Severe illness (hospitalized or have a weakened immune system): Isolate for 10 days but check with your doctor first before ending isolation.
Regardless of when you stop isolating, the CDC advises wearing a mask around other people through day 10 of your illness — unless you get two negative antigen test results 48 hours apart prior to day 10. (In Mina’s opinion, one negative antigen test after previously testing positive is sufficient to know you’re no longer infectious.)
Mina also provides these examples of using rapid antigen testing to see when you can end isolation.
If you test yourself and you’re positive, stay in isolation (even if it’s after day 10).

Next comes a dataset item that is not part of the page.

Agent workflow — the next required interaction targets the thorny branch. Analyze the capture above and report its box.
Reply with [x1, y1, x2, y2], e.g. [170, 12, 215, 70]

If you have access to several tests, consider repeating the test several days after you turn positive on the test. If your repeat test is negative, you can likely exit isolation — assuming you don’t have any symptoms anymore and fever-free.
If you have multiple tests with a faint positive line over several days, “you’re probably have very, very, very low infectivity, if at all,” Mina says, adding, “But maybe wear a mask, maybe don’t go to a cancer hospital or a nursing home, but you’re probably good to go back out and be with your family.”